Comprenez bien que la tragédie comme je l’aborde ici n’est pas un genre – ni un statut – mais un thème.
Au cœur du thème dramatique : les circonstances.
Au cœur du thème tragique : l’assumation et donc la conscience – qui mène au passage à l’acte – et donne son sens à ce passage.
*
La définition courante, populaire, de la tragédie ressemble peu ou prou à :
« Affrontement, accompagné de conflits intérieurs, entre personnages de rang élevé, et résultant dans la mort d’un ou de plusieurs protagonistes. »
« De rang élevé » est ici un mot-clé.
Mais c’est une définition essentiellement incomplète à mon sens. Parce qu’en plus de mettre la hiérarchie sociale en tête de liste des déterminants, elle évacue totalement la notion d’assumation (ou en réduit grandement la portée en en faisant une équation à résoudre (un « conflit intérieur ») – alors que l’équation tragique comme je l’entends n’est pas résolvable).
*
Il y a dans la définition courante de la tragédie des traces nettement identifiables de morale bourgeoise 19e en ce qu’elle prétend que : la conscience n’a rien, ou très peu, à voir dans le portrait, ce qui importe c’est le rang social.
Quand ça se passe en haut c’est de la tragédie, quand ça se passe en bas c’est du drame. Upstairs / Downstairs. Tamino / Papageno comme bien des gens les comprennent.
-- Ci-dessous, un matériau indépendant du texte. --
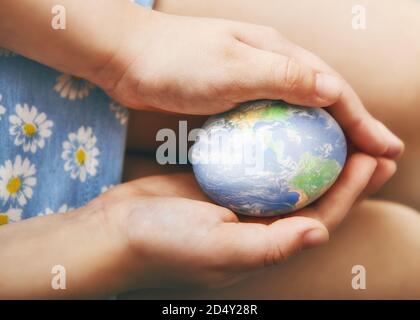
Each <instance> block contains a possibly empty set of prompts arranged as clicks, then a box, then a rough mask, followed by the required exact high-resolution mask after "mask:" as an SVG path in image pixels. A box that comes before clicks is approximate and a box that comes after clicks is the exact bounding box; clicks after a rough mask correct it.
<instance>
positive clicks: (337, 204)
mask: <svg viewBox="0 0 420 320" xmlns="http://www.w3.org/2000/svg"><path fill="white" fill-rule="evenodd" d="M375 169H376V170H375ZM394 171H395V167H394V165H393V163H392V161H391V160H385V159H380V158H378V159H376V160H375V159H374V158H372V157H370V156H367V155H364V154H353V155H352V156H350V158H349V161H348V165H347V166H346V168H345V169H344V171H343V173H342V175H341V176H340V178H339V180H338V181H337V183H336V184H335V185H334V186H333V187H332V189H331V190H330V191H329V192H328V193H327V194H326V195H325V196H324V197H323V198H322V199H320V200H319V201H318V202H317V203H316V204H315V205H313V206H311V207H308V208H306V209H303V210H300V211H299V212H297V213H296V214H294V215H293V216H289V217H286V218H283V219H279V218H269V219H267V218H266V219H256V218H244V217H239V218H238V217H237V216H236V215H235V214H233V213H232V212H231V211H229V210H228V209H225V208H222V207H220V206H217V205H214V204H211V203H208V198H207V197H206V196H205V195H204V194H203V193H202V192H201V191H200V188H199V187H198V185H197V183H196V182H195V179H194V177H193V176H192V175H191V174H176V175H169V176H155V177H147V178H142V179H139V180H135V181H133V182H129V183H126V184H124V185H121V186H119V187H117V188H115V189H112V190H111V191H110V192H108V193H107V194H105V195H103V196H102V197H101V198H99V199H98V200H96V201H99V202H100V203H101V204H102V205H101V207H103V208H105V215H104V216H105V219H104V221H110V222H112V223H111V224H112V225H113V226H118V227H117V229H115V227H114V228H113V229H114V230H117V231H116V232H111V234H116V235H117V238H118V239H122V242H124V243H127V244H128V245H127V246H128V247H129V248H130V249H129V250H127V252H128V253H127V255H126V256H127V257H129V256H130V257H131V259H128V260H126V259H122V261H123V262H124V263H125V266H124V267H121V269H124V270H125V272H126V275H127V277H128V278H129V279H130V280H129V281H128V280H127V283H129V284H130V285H131V287H130V288H131V289H135V288H136V286H137V287H149V288H150V287H159V286H173V285H182V286H185V285H188V286H189V285H204V286H210V287H212V286H220V285H224V284H227V283H230V282H232V281H235V280H237V279H240V278H241V277H244V276H246V275H247V274H248V273H249V272H252V271H255V270H258V269H260V268H263V267H265V266H270V265H273V264H278V263H281V262H282V261H283V260H284V259H286V258H287V257H289V256H291V255H293V254H295V253H297V252H298V251H299V250H301V249H302V248H308V247H313V246H316V245H320V244H322V243H324V242H326V241H327V240H328V231H327V229H332V228H334V227H335V226H336V225H337V224H338V223H339V222H340V221H341V220H342V219H343V218H344V217H345V215H346V214H347V212H348V211H349V210H350V208H351V207H352V206H353V204H354V203H355V201H356V200H357V199H358V198H359V197H360V195H361V194H362V192H363V191H372V190H374V189H375V188H377V187H379V186H380V185H382V184H383V183H384V182H385V181H386V180H388V178H389V177H390V176H391V175H392V174H393V172H394ZM110 241H112V237H111V236H110ZM115 242H119V241H115ZM120 242H121V241H120ZM127 261H129V262H128V264H127Z"/></svg>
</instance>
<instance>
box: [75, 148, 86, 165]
mask: <svg viewBox="0 0 420 320" xmlns="http://www.w3.org/2000/svg"><path fill="white" fill-rule="evenodd" d="M76 161H77V163H78V164H79V165H80V166H83V165H84V164H85V162H86V151H85V150H84V149H83V148H79V149H77V151H76Z"/></svg>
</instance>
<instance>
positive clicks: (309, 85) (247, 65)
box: [236, 44, 344, 107]
mask: <svg viewBox="0 0 420 320" xmlns="http://www.w3.org/2000/svg"><path fill="white" fill-rule="evenodd" d="M244 46H245V48H244V51H245V53H244V55H243V56H242V59H240V65H239V69H240V70H239V71H237V72H236V77H240V78H239V79H240V80H239V81H238V83H241V84H242V86H243V88H241V89H242V90H241V95H240V99H241V101H245V100H257V99H280V100H284V101H286V102H289V103H292V104H299V105H303V106H308V107H326V106H329V105H332V104H334V103H335V102H336V101H337V100H338V99H339V98H340V96H341V93H342V91H343V89H344V82H343V81H342V80H341V79H339V78H338V77H336V76H333V75H331V74H327V73H323V72H319V71H317V70H315V69H313V68H311V67H309V66H307V65H305V64H303V63H301V62H298V61H297V60H295V59H294V58H290V57H287V56H284V55H281V54H277V53H273V52H269V51H264V50H260V49H257V48H253V47H250V46H248V45H245V44H244ZM241 101H237V102H241Z"/></svg>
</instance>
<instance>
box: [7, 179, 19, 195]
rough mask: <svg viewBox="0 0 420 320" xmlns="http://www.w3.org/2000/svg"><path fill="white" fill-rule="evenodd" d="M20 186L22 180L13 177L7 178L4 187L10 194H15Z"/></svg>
mask: <svg viewBox="0 0 420 320" xmlns="http://www.w3.org/2000/svg"><path fill="white" fill-rule="evenodd" d="M21 186H22V182H21V181H20V178H19V177H13V178H11V179H10V180H9V182H8V184H7V186H6V189H7V191H9V193H11V194H15V193H17V192H18V191H19V190H20V187H21Z"/></svg>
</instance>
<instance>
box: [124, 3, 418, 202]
mask: <svg viewBox="0 0 420 320" xmlns="http://www.w3.org/2000/svg"><path fill="white" fill-rule="evenodd" d="M355 4H356V3H355V2H354V1H353V0H343V1H336V0H317V1H314V0H298V1H295V0H293V1H291V0H262V1H255V0H229V1H225V0H212V1H206V0H176V1H175V0H159V1H158V2H157V7H156V9H157V10H161V11H165V12H169V13H174V14H184V15H193V16H194V15H195V16H212V17H221V18H228V19H236V20H242V21H248V22H253V23H258V24H265V25H269V26H272V27H274V28H276V29H278V30H279V31H280V32H281V33H282V34H284V35H285V36H287V37H289V38H290V39H291V40H292V41H294V42H297V43H298V44H300V45H302V46H303V47H305V48H307V49H309V50H311V51H313V52H315V53H317V54H318V55H320V56H321V57H322V58H323V59H324V60H326V61H327V62H328V63H330V64H331V65H332V66H333V67H334V68H336V69H337V70H338V71H339V72H340V73H341V74H343V76H345V78H346V79H347V80H348V81H349V82H350V84H351V85H352V86H354V88H355V89H356V91H357V92H358V93H359V94H360V96H361V97H362V100H363V101H364V102H365V104H366V107H367V108H368V109H369V110H370V111H371V112H372V113H373V114H374V115H375V116H376V117H377V118H379V119H381V120H382V121H384V122H385V123H386V124H387V125H388V126H389V127H390V128H391V129H393V130H394V131H395V132H396V133H397V134H398V135H399V136H401V137H402V138H403V139H404V141H405V142H406V145H407V152H406V155H405V156H404V158H403V159H402V161H401V164H400V169H399V172H398V173H397V175H396V176H395V177H394V178H393V180H392V181H391V182H390V183H389V184H388V185H387V186H386V187H385V188H384V190H383V191H382V195H383V196H385V197H386V198H388V199H393V200H398V201H399V202H403V203H407V204H409V205H411V206H414V207H416V208H417V209H420V198H419V197H418V190H419V189H420V166H418V157H419V156H418V155H419V154H420V145H419V143H418V137H419V136H420V126H419V124H418V119H420V73H419V72H418V69H419V68H418V66H419V61H420V38H419V30H420V19H419V16H420V1H417V2H416V1H413V0H402V1H398V2H395V1H391V0H383V1H378V0H361V1H358V2H357V4H362V5H365V7H366V9H367V16H366V18H367V25H366V26H367V29H366V30H354V29H353V28H352V17H353V15H352V7H353V6H354V5H355ZM198 107H199V106H198ZM160 119H164V120H162V121H163V123H162V122H161V123H159V120H158V119H156V117H154V119H153V121H154V122H155V124H154V125H155V126H156V128H159V127H163V126H166V127H171V126H172V127H175V128H176V127H177V126H178V124H177V119H176V118H175V117H173V116H169V117H165V116H163V115H160ZM139 123H140V125H139ZM142 123H143V124H150V121H149V119H148V116H147V115H144V116H143V115H141V116H140V117H138V116H136V115H135V114H133V117H132V124H133V126H132V128H139V130H142V131H141V133H140V132H136V131H135V130H131V132H132V133H131V136H133V137H139V136H141V137H142V139H141V140H142V141H145V142H144V143H143V144H142V145H141V147H151V146H153V143H147V133H152V132H154V131H153V129H149V130H147V132H145V131H144V126H143V128H142V125H141V124H142ZM192 123H195V124H196V125H198V124H199V123H200V120H197V119H196V118H194V121H192ZM190 126H192V125H190ZM140 134H141V135H140ZM137 140H138V139H137ZM149 140H151V141H155V138H154V135H153V134H150V135H149ZM133 141H134V140H133ZM130 146H131V147H133V148H135V147H138V144H137V143H131V144H130Z"/></svg>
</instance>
Et puis il y a du sang. Quand il coule en haut, « C’est tragique ». Quand il coule en bas, « C’est la vie et c’est tout. Ils n’avaient qu’à travailler aussi fort que nous. »
*
Je ne vous demande pas d’adopter ma définition – qui est une d’auteur plutôt que de lecteur ou de spectateur. Ce que je vous demande, c’est de tenter de la saisir dans le cadre de notre travail – parce qu’elle est celle de l’auteur du texte sur lequel nous avons à travailler.
Écrire une tragédie au sens habituel constitue essentiellement un exercice de style – et me laisse passablement indifférent.
La tragédie n’est « tentante » pour l’auteur que je suis que dans la mesure où elle permet de plonger dans les abîmes – ténébreux ou lumineux – de la conscience et de ce qui la nourrit et l’anime.
***
Note :
Histoire de vous situer un peu, j’entends donc essentiellement par Tragédie : Prométhée / Antigone / Phèdre / Bérénice / même Macbeth par moments.